# Factory fitted BOSE, speakers can't take the bass?



## Rip (Dec 22, 2017)

The BOSE amp in my car has just been repaired due to water damage, it was damaged when I bought the car so this is the first time I've been able to listen to the stereo with the amp installed and working.

I've noticed it doesn't take much bass at all to overwhelm the speakers, hard to explain but when a speaker is given too much bass it makes that unmistakable sound.

I've tried fading and balancing the sound just to see if any one speaker is worse but I can't really pinpoint it so I assume they all sound a bit dodgy when any bass is applied. Currently all the equaliser settings are set at the default (12o'clock) position and if I turn the bass up much more than that it does not sound that great at all.

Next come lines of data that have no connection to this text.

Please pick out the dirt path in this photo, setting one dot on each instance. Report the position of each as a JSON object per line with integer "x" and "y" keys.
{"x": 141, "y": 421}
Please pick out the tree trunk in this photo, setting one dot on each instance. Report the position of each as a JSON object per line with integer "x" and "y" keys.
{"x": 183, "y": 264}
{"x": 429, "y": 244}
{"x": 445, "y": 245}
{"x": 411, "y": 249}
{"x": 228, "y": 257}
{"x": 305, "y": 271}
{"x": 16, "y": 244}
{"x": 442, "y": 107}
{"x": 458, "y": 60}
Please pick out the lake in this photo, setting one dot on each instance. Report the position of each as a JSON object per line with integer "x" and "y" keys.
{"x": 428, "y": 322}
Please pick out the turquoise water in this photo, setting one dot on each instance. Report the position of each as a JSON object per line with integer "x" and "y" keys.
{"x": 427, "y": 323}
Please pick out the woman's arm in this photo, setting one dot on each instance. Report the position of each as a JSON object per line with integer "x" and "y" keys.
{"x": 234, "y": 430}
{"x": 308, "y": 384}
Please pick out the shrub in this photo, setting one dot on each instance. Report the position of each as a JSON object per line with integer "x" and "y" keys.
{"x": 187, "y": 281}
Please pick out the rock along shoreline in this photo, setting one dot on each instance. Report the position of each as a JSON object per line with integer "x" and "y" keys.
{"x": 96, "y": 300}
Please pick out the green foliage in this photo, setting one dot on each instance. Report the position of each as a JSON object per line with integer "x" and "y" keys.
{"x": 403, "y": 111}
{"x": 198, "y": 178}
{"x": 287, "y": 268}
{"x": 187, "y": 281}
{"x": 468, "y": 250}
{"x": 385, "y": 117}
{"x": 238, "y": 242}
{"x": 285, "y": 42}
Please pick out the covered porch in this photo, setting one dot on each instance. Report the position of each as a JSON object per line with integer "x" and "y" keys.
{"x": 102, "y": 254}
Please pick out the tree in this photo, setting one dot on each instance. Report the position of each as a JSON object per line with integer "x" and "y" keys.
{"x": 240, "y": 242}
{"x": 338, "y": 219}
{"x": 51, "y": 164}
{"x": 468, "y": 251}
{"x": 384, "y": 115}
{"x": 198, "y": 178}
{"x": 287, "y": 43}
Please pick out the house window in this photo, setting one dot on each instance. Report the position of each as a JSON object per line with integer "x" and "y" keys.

I currently have some 320kbps mp3's on the SD card so I'll try some proper CD's over the next few days as well.

A mate of mines Bang an Olufsen in his similar age A5 sounds much much better and handles bass brilliantly, I guess that's because he has a factory sub in there somewhere and as far as I can see the TTS does not have a sub.

Can an aftermarket sub be added to the factory setup?


----------



## FNChaos (Nov 30, 2016)

Rip said:


> I've noticed it doesn't take much bass at all to overwhelm the speakers, hard to explain but when a speaker is given too much bass it makes that unmistakable sound.
> ---snip---
> I guess that's because he has a factory sub in there somewhere and as far as I can see the TTS does not have a sub.
> ---snip---
> Can an aftermarket sub be added to the factory setup?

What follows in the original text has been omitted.